Les Livings Labs au service de l'action publique locale

Respectivement maître de conférences à l'Institut de Géographie Alpine et doctorant au sein de l'UMR Pacte, Emmanuel Roux et Quentin Marron décryptent les dynamiques des « living labs » et montrent comment ceux-ci renouvellent les façons de penser l'action publique territoriale


Les Livings Labs au service de l'action publique locale

Comment expliquer l'engouement actuel autour des livings labs ? Qu'est ce qui sous-tend leur dynamique ?

Les Living Labs sont aujourd'hui régulièrement convoqués pour aborder et impulser des processus d'innovation et de production de connaissances au sein des territoires. Leur démultiplication renvoie en partie à la nécessité de mieux appréhender les réalités territoriales contemporaines mais aussi à un besoin de démocratisation de l'information. On dénombre plus de 300 structures labellisés « Living Labs » en Europe. Notons que la plupart d'entre eux, 65 %, se localisent dans des villes de plus de 100 000 habitants. Dit autrement, les Living Labs apparaissent comme des espaces dédiés à l'innovation ouverte, essentiellement présents dans des contextes urbains. Cette spécificité des Living Labs s'inscrit dans le prolongement et le renforcement du rapport historique entre villes, connaissances et innovations territoriales. La concentration des lieux de connaissances et savoirs dans les espaces urbains joue en effet depuis longtemps un rôle d'accélérateur des innovations. La ville est également un espace de concentration des sites de production, des classes créatives ou encore un espace aux aménités diverses, produisant un ensemble d'externalités positives essentielles aux processus de développement territorial. Dans ce contexte, les Livings Labs apparaissent comme un lieu inédit de ressources mobilisant une pluralité d'acteurs en quête de solutions pour les territoires ; ce faisant, ils concourent à la redéfinition des façons de penser l'action publique.

 

Les Living Labs comme lieu de renouvellement de l'action publique et du développement des territoires : c'est l'hypothèse que vous formulez ?
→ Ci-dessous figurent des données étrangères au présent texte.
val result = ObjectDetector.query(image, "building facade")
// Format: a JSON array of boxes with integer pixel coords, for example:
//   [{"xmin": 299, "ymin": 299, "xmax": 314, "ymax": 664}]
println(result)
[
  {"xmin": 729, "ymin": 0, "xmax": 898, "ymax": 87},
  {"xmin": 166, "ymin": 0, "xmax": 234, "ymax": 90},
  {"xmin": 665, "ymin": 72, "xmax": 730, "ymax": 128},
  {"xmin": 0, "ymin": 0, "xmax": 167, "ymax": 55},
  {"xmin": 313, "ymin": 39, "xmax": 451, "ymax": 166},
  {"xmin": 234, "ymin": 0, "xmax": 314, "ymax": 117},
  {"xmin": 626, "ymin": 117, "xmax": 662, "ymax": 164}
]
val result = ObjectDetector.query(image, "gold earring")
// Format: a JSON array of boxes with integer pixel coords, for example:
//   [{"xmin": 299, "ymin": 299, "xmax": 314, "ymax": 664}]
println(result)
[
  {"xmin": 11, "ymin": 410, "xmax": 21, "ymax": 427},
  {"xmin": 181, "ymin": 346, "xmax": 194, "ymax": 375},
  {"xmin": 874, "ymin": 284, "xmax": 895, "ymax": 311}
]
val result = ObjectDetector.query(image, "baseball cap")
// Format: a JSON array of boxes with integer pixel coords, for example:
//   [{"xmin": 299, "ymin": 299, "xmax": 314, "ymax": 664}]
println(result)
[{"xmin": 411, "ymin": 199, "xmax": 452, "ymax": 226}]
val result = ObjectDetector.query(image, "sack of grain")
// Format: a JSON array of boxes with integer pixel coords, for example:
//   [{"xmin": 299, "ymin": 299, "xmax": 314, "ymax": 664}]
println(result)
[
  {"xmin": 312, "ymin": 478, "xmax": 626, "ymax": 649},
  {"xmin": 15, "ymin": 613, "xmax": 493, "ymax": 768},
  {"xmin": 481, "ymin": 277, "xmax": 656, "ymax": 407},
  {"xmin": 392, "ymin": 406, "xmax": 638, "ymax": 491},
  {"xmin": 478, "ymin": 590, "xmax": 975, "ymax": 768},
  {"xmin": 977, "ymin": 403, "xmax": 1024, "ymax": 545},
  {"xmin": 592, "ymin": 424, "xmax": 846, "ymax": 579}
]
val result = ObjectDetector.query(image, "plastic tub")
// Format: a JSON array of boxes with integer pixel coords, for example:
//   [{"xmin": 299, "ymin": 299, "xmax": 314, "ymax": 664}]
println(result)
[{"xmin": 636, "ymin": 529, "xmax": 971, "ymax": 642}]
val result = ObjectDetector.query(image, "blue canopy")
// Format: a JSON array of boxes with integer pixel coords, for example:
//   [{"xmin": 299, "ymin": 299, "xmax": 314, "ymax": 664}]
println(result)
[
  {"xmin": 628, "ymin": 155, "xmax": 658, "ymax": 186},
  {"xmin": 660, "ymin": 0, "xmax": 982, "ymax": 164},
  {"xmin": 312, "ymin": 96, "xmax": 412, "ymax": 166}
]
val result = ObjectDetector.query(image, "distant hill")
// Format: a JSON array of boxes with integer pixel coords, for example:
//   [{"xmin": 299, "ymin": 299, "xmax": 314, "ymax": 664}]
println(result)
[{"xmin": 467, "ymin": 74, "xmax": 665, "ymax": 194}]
Tout à fait. L'observation des Living Labs dans leurs thématiques, leurs structurations ou composition permettent de mettre en débat leurs inscriptions dans la pensée et les modes d'organisation de la fabrication des territoires même s'ils sont a priori encore peu pris en compte par les pouvoirs publics. Pour autant, l'action territoriale est dans une période de transition. On observe à première vue les ingrédients d'une évolution de méthodes, et de postures pour conduire les politiques locales. Celles-ci entrent en résonnance avec les principaux piliers du concept de Living Lab : méthodologie d'innovation ouverte portée et centrée sur l'usager ; écosystèmes d'innovation ouverte avec un partenariat de type « partenariat public, privé, personnes » ; participation des usagers à la recherche de solutions, à la création de nouveaux services, de produits ou d'outils, et à la création de lieux démonstrateurs (virtuels et physiques) ancrés dans un territoire. À travers ces principes, et en s'appuyant sur les usagers (habitants et citoyens), l'approche des Living Labs ouvre des perspectives de renouvellement de la manière de concevoir la connaissance territoriale et l'action publique. Si bien, que l'on tend désormais à les considérer comme partie prenante d'une économie de la connaissance, voire d'une société de la connaissance.

 

Quelle est la plus-value potentielle pour les acteurs locaux ?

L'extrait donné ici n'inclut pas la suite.